Man hat sehr deutlich die politische Absicht gespürt, die mit diesem Gesetz verbunden ist. Denn wie sollte man es sich sonst erklären, daß gerade der Abschnitt über „Friedensverrat", der im Ausschuß zuerst behandelt wurde, nunmehr der Vorlage nicht angehört? Ursprünglich war man der Meinung, daß es zu einem solchen Gesetz gehöre — das entsprach auch der Vorlage des Justizministeriums —, Vorschriften für die Bestrafung von Verbrechen und Vergehen gegen den Frieden aufzustellen. Im ersten Abschnitt der ursprünglichen Vorlage war vorgesehen, daß mit lebenslänglichem Zuchthaus bestraft werden sollte, wer mit bewaffneter Gewalt eine Angriffshandlung, die geeignet ist, einen Krieg auszulösen, vorbereitet. Es war vorgesehen, daß mit 10 Jahren Zuchthaus bestraft werden sollte, wer ein solches Unternehmen vorbereitet. Es war vorgesehen, alle groben Entstellungen und Verleumdungen, die geeignet sind, das friedliche Zusammenleben der Völker zu stören, mit Gefängnis zu bedrohen. Es war vorgesehen, denjenigen, der zur Kriegführung geeignete Waffen oder Munition herstellt, lagert oder befördert, mit Gefängnis zu bestrafen, und derartiges mehr.
Ich möchte jemand sehen, der den Mut hat, zu sagen, daß diese Dinge nun nicht mehr aktuell für das Volk seien. Jawohl, für die Bundesregierung sind derartige Bestimmungen heute nicht mehr aktuell, sind sie unerwünscht, und darum wurden sie gestrichen, eben weil man es nicht für opportun hält, heute Gesetze zu verkünden, die die Kriegshetzer in die Schranken weisen und vielleicht die Kämpfer für den Frieden zu stärken geeignet wären.
Man hat mit diesem Gesetz erreichen wollen, daß die Fiktion eines separaten westdeutschen Staates definitiv und durch gesetzliche Bestimmungen des Hochverrats geschützt werde. Man hat dieses Gesetz ausgearbeitet, um der Bundesregierung eine „Stärke" zu verleihen, über die sie auf normale Art und Weise nicht verfügen kann. Denn wenn die Regierung den Appell an das Volk richten würde, ob es mit der Politik der Kriegsvorbereitung, der Bereitstellung des sogenannten „Sicherheitsbeitrages" einverstanden ist, so würde ihr ein eindeutiges Nein entgegengerufen werden.
Weil aber die Regierung weiß, daß sie eire solche Stärke für ihre agressive, reaktionäre, unsoziale Politik im Volke nicht hat, darum möchte sie sich künstlich stark machen, indem sie sich und ihrer Politik den Schutz von Zuchthaus- und Gefängnisdrohung verschafft.

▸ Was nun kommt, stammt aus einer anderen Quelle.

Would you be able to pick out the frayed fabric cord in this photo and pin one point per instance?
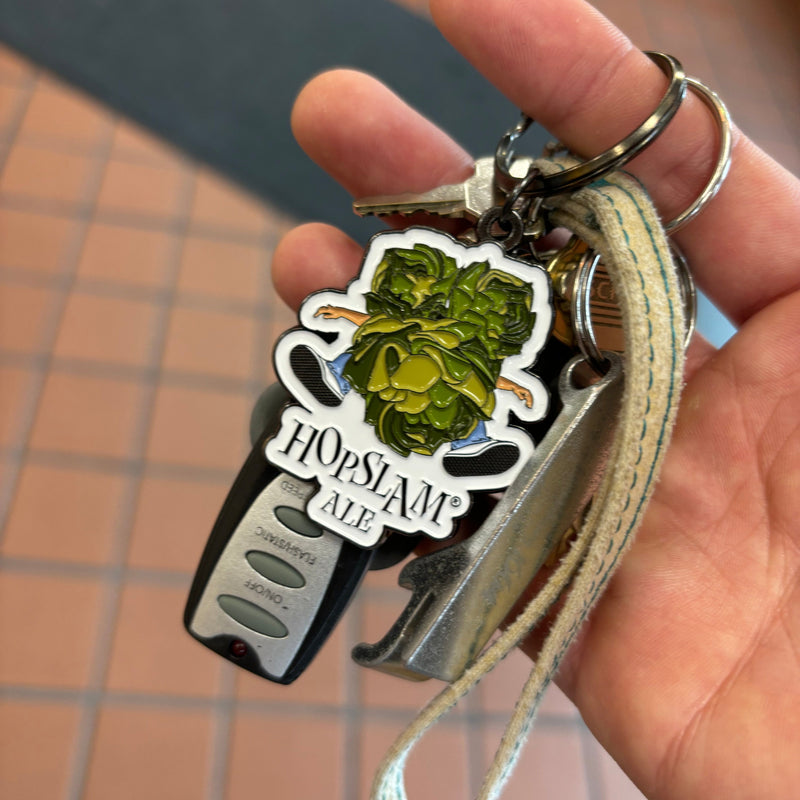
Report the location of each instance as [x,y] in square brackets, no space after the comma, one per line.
[615,217]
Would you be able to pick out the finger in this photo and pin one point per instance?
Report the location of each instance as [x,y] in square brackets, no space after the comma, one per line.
[570,69]
[385,147]
[313,257]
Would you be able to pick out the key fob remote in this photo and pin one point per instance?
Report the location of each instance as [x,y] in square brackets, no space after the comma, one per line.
[271,584]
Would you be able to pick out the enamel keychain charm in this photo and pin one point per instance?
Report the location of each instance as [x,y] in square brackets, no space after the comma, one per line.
[446,369]
[406,411]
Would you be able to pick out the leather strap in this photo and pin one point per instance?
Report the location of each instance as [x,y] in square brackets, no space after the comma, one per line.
[615,216]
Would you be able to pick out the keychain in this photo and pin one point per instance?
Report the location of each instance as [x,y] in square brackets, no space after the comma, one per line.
[447,368]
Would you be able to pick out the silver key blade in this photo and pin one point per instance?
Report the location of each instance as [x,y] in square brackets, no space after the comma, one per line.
[466,200]
[462,593]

Zu diesem politischen Zweck war die Regierungsmehrheit und, wie wir jetzt sehen, nach einigen Verhandlungen über untergeordnete Meinungsverschiedenheiten, auch die sogenannte Opposition bereit, den Ungeist der Nazijustiz heraufzubeschwören, bereit, die Grundrechte für nichtig zu erklären, die Meinungsfreiheit und die Vereinigungsfreiheit als nicht existent, als nicht maßgeblich zu erachten, waren sie bereit, ein Gesinnungsstrafrecht zu schaffen, das die Gleichheit der Menschen vor dem Gesetz abschafft, und waren sie bereit, ein Gerichtsverfahren zu legalisieren, das dem Angeklagten die Rechte der Verteidigung nimmt und nur noch einen Hohn auf traditionelle Rechtmäßigkeit darstellt.

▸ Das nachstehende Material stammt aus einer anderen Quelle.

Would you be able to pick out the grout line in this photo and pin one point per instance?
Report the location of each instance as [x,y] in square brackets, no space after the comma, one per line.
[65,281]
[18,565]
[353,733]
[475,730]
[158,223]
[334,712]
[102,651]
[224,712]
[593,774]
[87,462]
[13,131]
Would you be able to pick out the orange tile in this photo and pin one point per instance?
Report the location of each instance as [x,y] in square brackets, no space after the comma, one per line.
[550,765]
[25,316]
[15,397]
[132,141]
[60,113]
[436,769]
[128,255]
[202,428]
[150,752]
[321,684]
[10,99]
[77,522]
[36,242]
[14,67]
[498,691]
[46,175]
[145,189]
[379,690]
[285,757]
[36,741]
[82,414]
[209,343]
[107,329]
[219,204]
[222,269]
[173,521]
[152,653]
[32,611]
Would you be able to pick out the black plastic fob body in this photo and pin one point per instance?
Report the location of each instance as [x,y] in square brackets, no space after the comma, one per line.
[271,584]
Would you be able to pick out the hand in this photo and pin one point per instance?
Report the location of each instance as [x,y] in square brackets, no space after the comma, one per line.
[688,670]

Ich möchte die Damen und Herren, die sich vorbereiten, diesem Gesetz ihre Zustimmung zu geben, fragen: Fühlen Sie sich wohl bei diesem Geschäft?

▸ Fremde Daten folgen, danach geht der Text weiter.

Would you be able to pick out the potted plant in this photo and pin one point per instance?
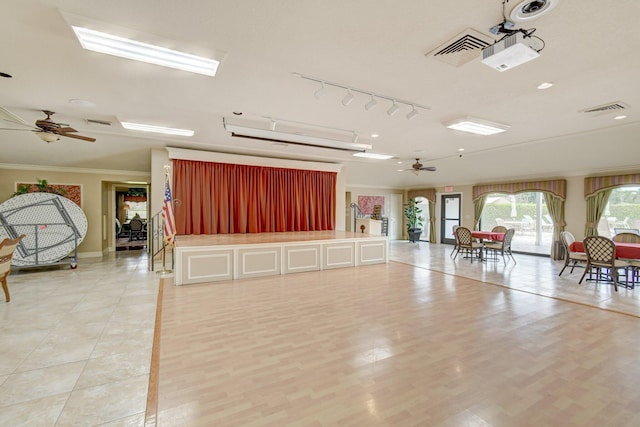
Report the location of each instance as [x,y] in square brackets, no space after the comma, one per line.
[414,219]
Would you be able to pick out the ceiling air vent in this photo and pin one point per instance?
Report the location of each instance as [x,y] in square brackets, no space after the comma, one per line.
[98,122]
[462,48]
[612,107]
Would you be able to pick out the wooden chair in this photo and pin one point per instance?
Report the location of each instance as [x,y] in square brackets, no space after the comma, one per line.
[629,236]
[601,255]
[7,247]
[136,230]
[503,247]
[576,258]
[466,243]
[456,247]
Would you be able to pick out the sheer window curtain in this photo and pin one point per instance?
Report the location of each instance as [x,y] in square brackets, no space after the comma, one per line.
[220,198]
[595,208]
[555,206]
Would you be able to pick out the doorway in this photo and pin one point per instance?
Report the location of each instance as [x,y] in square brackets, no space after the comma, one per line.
[450,216]
[395,217]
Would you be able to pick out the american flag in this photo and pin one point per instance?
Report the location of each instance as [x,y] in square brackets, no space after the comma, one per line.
[167,215]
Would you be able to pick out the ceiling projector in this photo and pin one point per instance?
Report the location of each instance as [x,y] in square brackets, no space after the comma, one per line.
[511,51]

Haben Sie einmal daran gedacht, wie es sein könnte, wenn Sie, die heute diesem Gesetz die Zustimmung erteilen, einmal als Angeklagte von den Bestimmungen dieses Gesetzes getroffen würden?
Ein Mitglied der Regierungskoalition hat auf eine private Anfrage in diesen Tagen erklärt, es sei eine sehr faule Sache, wenn man die Demokratie verteidigen wolle, indem man sie preisgebe. Dieser Mann hat den Mut zu einer solchen Äußerung nur unter vier Augen gehabt. Ich glaube, ich täusche mich nicht, wenn ich voraussage, daß er dieser seiner Gesinnung zuwider heute für dieses Gesetz stimmen wird. Hier, meine Damen und Herren, in der Haltung dieses Mannes, haben Sie einen symbolischen Beitrag für die Situation, in der sich viele Männer und Frauen dieses Hauses angesichts
der Entscheidung über dieses Gesetz befinden; sie spüren: was sie tun, ist Unrecht, ist Heraufbeschwörung dunkelster nazistischer Traditionen. Sie empfinden, daß sie sich auf einen Weg begeben, der ohne Ziel, ohne Perspektive ist, es sei denn die Perspektive des Massengrabs und der Vernichtung.
Sie wissen auch, daß es eine Kraft der Neuen Welt gibt, die bereit ist, das Erbe anzutreten, und der man sich nicht mehr widersetzen kann. Trotzdem sind sie nicht so konsequent, heute ihrem Wissen, ihrer Überzeugung und ihrer Gesinnung entsprechend zu stimmen. Sie finden es noch besser, noch opportuner, mit den Wölfen zu heulen, mit der Mehrheit derjenigen zu gehen, die sich nicht schämen, einem Innenminister Beifall zu klatschen, der dem Vorwurf der Brutalität und des Zynismus nicht anders begegnen kann als mit einem sadistischen Grinsen. Sie sind noch stolz, mit der Politik eines Bundeskanzlers zusammengehen zu können, der seine ganze Politik darauf abstellt, demnächst 250 000 deutsche Jungs in Marschstiefel zu stecken.
Meine Damen und Herren! Überlegen Sie sich, welche Verantwortung Sie auf sich nehmen mit der Entscheidung über dieses Gesetz. Denken Sie daran, noch nie hat die Anwendung der Gewalt den Gang der Geschichte aufhalten können, auch nicht die Drohung mit Zuchthaus und Gefängnis.
Sie behaupten wohl, es seien nur die sogenannten „Staatsfeinde", nur die Kommunisten davon betroffen. Das- war auch schon 1933 so. Als nach der Brandstiftung vom 28. Februar das Gesetz „zum Schutz von Volk und Staat" erlassen wurde, da gab es auch einige, die meinten: das sind ja nur die Kommunisten, die mit diesem Gesetz getroffen werden. — Sie haben sich im Laufe der Jahre eines Schlechteren überzeugen lassen müssen!